There were no complaints of simulator sickness in Stage 2.

4. Discussion

This project documents the iterative development of an AI-based “virtual companion”, designed for PLWD, through two stages of development. Stage 1, while using a rudimentary version of the companion and AI tools, showed that some PLWD could tolerate wearing a VR head-mounted display and interact with the virtual companion for a few minutes. The software was limited in the questions the companion could pose, and there were delays and some difficulties with voice recognition. It was also recognized that not all PLWD would accept wearing the head-mounted display, or speaking to a stranger about personal topics. Nevertheless, the results supported proceeding to Stage 2.

Conversing with a virtual companion was more feasible for people with milder dementia who were much more verbal and likely to reminisce and tell stories. For this reason, the inclusion criteria were revised in Stage 2 to focus on participants with mild cognitive impairment or mild-to-moderate dementia.

During Stage 2, the virtual companion benefited from recent (as of the autumn of 2023) advances in AI technology to converse much more effectively on a broader range of topics. n particular, generative AI was used for the response module, and an AI solution able to generate natural speech in real time was employed for the text-to-speech module. Software limitations continued to cause conversation delays and interruptions. Because AI systems do not comprehend what the user is saying (for more on how large language models operate and reproduce human-like interactions, see [38]), it is difficult for AI systems to determine exactly when the user is finished expressing their thought. Indeed, a moment of silence when the user is speaking may represent a pause in the ongoing expression of an idea, mumbling, stuttering, a raspy voice, or in fact that the user is finished talking. The available speech-to-text module automatically processed audio information in one batch when the user was considered to be done talking, sometimes leading to noticeable delays while the system was processing all the information at once. At other times, there were interruptions by the virtual companion when users were still talking. However, the substantial increase in conversation length and positive feedback from several participants provided support for yet further development.
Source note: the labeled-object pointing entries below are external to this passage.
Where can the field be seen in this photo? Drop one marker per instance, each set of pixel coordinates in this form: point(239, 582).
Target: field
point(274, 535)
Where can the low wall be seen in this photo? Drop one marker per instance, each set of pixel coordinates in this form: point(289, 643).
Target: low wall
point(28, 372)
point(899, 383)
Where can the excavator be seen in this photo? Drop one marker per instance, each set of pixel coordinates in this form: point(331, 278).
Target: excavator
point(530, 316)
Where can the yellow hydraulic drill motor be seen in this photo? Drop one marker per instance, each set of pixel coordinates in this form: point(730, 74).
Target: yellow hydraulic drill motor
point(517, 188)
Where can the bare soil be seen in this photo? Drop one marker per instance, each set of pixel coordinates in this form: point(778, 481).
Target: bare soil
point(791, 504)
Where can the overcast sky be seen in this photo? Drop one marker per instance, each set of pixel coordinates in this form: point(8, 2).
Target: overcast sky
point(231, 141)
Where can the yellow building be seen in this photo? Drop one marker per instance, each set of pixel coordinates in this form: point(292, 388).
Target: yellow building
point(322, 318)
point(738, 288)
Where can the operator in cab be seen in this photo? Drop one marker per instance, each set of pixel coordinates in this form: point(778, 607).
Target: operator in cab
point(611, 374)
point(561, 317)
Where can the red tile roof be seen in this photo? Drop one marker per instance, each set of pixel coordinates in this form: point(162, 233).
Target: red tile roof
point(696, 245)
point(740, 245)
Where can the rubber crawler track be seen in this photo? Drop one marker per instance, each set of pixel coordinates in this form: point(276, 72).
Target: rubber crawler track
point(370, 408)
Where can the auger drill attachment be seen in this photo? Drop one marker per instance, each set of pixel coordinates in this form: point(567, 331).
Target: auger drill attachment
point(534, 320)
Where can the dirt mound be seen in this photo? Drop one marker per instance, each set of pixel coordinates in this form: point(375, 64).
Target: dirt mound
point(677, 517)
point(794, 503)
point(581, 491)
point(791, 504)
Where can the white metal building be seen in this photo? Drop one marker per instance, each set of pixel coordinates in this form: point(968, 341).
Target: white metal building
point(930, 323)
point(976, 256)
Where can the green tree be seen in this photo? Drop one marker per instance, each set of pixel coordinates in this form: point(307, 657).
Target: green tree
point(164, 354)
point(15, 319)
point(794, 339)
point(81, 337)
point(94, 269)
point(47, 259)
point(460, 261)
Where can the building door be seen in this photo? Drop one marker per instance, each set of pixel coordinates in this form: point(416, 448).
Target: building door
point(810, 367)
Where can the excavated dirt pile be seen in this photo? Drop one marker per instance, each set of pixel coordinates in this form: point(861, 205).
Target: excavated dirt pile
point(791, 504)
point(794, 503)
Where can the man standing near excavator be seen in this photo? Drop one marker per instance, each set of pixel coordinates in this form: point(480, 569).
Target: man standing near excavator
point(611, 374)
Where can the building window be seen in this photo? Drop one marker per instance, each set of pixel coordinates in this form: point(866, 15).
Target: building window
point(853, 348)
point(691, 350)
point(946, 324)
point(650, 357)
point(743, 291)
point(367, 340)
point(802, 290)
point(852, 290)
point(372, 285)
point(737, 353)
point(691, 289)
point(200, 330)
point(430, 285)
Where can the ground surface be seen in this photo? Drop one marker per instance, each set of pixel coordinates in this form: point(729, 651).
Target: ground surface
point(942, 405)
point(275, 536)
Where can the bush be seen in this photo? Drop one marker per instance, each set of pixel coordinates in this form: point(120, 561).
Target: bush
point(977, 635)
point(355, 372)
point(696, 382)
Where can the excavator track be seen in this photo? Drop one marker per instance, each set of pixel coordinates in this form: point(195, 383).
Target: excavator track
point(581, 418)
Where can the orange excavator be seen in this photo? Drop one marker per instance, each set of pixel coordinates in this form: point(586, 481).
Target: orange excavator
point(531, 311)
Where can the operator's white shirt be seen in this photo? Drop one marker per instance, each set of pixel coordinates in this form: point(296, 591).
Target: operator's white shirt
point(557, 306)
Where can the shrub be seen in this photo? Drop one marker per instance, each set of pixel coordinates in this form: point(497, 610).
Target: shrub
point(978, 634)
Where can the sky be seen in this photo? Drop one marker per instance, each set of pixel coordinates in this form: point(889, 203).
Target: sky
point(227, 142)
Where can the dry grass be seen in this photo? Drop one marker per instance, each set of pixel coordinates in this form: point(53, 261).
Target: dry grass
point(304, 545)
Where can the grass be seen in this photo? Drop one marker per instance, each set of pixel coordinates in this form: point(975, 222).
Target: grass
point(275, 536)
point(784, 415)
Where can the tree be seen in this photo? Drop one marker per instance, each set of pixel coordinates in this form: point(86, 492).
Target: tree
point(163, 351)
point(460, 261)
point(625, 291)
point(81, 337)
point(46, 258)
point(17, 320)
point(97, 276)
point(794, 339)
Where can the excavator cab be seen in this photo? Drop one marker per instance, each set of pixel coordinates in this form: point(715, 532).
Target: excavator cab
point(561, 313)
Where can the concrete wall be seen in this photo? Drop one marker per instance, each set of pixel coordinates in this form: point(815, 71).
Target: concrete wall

VR head-mounted display units are becoming more commonplace, and have been generally well tolerated by residents living in LTC, as well as their care staff [23,24,29]. In our study, a consistent complaint was that the headset was heavy. While the size and weight of VR head-mounted displays may decrease in the future, weight should be considered when choosing a particular display unit for use in this population. Some participants complained of itchiness and irritation, potentially caused by the silicone portion of the headset that contacted the skin, or the cleanser used to sanitize the unit. Furthermore, the head-mounted display did not fit comfortably over many styles and sizes of eyeglasses. Future versions of the virtual companion should be compatible with a variety of different head-mounted displays.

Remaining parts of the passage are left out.